The Columbus Program exhibits works by artists impacted by mental illness and substance use disorders
Fresh AIR strives to break the stigma, educate the community, and focus on the artistic vision and professional development of program artists.
COLUMBUS, Ohio – Fresh AIR (Artists In Recovery) Gallery is an art gallery in Columbus with a unique mission: to exhibit works by artists with mental illness and substance use disorders.
A program of the not-for-profit Southeast Healthcare mental, behavioral and primary health care clinic located in the city’s downtown core, Fresh AIR strives to break stigma, educate the community and focus on the artistic vision and professional development of the artists in the program.
With an emphasis on using art as therapy, the Fresh AIR program offers participants a variety of ways to address their mental health and addiction issues through self-expression.
“My art helps me explore the deep, inner part of me that I can’t express,” says Marianne Philip, a multimedia artist who found solace in her former mental health and addiction struggles through the program. “If it wasn’t for art, if it wasn’t for Fresh AIR Gallery, I wouldn’t know where I would be.”
For program participants, Fresh AIR not only provides an outlet for creativity, but also a supportive community.
“Mental health issues and substance use issues can be incredibly isolating, so having art as a way to reconnect with society and build those relationships is also a key part of how important recovery is,” says Lauren Pond, director of the Fresh AIR Gallery. .
“Being in this environment helped me to feel that I was not alone”, reinforces Philip.
And it’s not just a supportive community for gallery artists. The program also helps foster support from the broader arts community.
“I’ve had people come out of carpentry and [tell] talk to me about their depression or anxiety issues,” says Kristin Morris, another artist-in-residence on the program. “I no longer feel like I’m alone; I feel like I belong to a community of people.

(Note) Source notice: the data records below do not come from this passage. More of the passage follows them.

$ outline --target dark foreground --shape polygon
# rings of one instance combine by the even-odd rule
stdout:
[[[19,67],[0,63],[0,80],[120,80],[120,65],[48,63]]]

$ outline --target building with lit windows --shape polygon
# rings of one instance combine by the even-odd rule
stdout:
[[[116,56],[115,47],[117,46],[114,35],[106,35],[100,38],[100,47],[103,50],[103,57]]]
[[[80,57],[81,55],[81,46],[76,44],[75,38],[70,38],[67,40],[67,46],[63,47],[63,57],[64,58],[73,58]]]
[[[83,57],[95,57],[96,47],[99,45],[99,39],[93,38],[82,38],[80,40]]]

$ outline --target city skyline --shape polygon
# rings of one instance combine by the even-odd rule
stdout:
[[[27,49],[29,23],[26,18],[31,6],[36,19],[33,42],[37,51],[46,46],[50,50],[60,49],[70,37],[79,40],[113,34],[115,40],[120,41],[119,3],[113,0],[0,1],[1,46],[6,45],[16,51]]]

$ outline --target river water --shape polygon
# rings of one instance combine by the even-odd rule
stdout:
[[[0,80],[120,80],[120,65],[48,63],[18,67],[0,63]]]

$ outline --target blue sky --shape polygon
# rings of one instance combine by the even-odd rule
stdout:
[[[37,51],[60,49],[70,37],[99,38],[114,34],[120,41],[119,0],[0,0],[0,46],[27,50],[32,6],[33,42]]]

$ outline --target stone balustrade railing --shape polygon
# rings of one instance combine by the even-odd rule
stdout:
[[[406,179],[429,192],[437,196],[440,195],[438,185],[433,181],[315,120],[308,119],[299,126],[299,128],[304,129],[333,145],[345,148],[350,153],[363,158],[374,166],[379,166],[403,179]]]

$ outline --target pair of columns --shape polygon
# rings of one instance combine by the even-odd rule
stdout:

Morris is a sculptor who came to Fresh AIR with a long history of mental health issues, including obsessive-compulsive disorder. According to Morris, she is able to channel her OCD into her artwork, which includes making clay figurines with incredibly fine detail work.
“It’s been such an amazing experience for me,” she says. “It’s been so positive.”

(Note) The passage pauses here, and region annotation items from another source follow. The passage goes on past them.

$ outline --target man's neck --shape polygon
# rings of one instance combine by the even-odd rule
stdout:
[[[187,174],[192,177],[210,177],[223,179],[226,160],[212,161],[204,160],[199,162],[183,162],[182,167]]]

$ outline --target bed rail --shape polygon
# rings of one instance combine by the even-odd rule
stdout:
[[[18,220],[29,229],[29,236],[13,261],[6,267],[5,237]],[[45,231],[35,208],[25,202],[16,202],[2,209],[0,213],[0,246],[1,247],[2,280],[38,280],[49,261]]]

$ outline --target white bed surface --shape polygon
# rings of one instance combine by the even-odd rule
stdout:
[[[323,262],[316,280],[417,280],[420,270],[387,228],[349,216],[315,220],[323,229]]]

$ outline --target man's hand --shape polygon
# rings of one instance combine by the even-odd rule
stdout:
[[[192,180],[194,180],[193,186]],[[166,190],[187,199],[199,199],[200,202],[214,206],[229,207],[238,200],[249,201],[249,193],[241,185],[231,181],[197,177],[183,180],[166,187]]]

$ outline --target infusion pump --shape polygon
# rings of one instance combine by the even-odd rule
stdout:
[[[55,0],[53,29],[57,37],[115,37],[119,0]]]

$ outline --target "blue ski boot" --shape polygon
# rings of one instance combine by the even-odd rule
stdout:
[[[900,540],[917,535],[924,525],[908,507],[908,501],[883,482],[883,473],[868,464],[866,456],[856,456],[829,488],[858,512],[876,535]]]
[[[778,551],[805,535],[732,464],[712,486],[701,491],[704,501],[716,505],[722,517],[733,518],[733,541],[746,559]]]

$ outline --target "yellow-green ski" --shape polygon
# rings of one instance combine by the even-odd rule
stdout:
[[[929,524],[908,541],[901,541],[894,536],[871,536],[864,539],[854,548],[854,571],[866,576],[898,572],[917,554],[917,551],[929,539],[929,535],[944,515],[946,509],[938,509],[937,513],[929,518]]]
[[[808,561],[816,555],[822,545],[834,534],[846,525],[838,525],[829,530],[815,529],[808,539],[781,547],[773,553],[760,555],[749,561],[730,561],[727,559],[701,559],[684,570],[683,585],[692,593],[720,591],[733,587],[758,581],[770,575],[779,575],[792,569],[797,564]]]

All Fresh AIR studio artists complete the mission of the program, which means they have all been impacted in some way by mental health and/or addiction issues. Providing workspace for these resident artists is one aspect of the Fresh AIR program. Another is the presentation of artists through gallery exhibitions.
During the pandemic, the exhibit space in the lobby of Southeast Healthcare’s downtown building was closed in order to provide safer patient care. Fortunately, the program was able to repurpose some of its grant-funded studio space in the Chromedge Studios building in Franklinton to accommodate exhibits.
The exhibition which opened in April 2022 is a collection of new works by painter Austin Tolliver. Tolliver turned to art as a way to help manage symptoms of anxiety and depression. Tolliver is grateful for an environment like Fresh AIR where he can interact with people who, by the nature of the gallery’s mission, already have an understanding of Tolliver’s background and the nature of his creative inspiration.
“Coming here is great to not worry about judgment and to be able to be yourself,” Tolliver says. He explains that it’s more comfortable to be in a space where he knows he’ll be around people who already know some of what he’s going through. “I find it very exhausting when I have to walk into a room and face people like, ‘What’s wrong? Are you tired? What’s going on? How are you?'”
“I think art is a phenomenal thing for getting in touch with your feelings and your sanity,” Morris says of her willingness to incorporate her artistic pursuits into all aspects of her healing journey. “It’s so nice to be able to express yourself…in everything you do. It’s so powerful.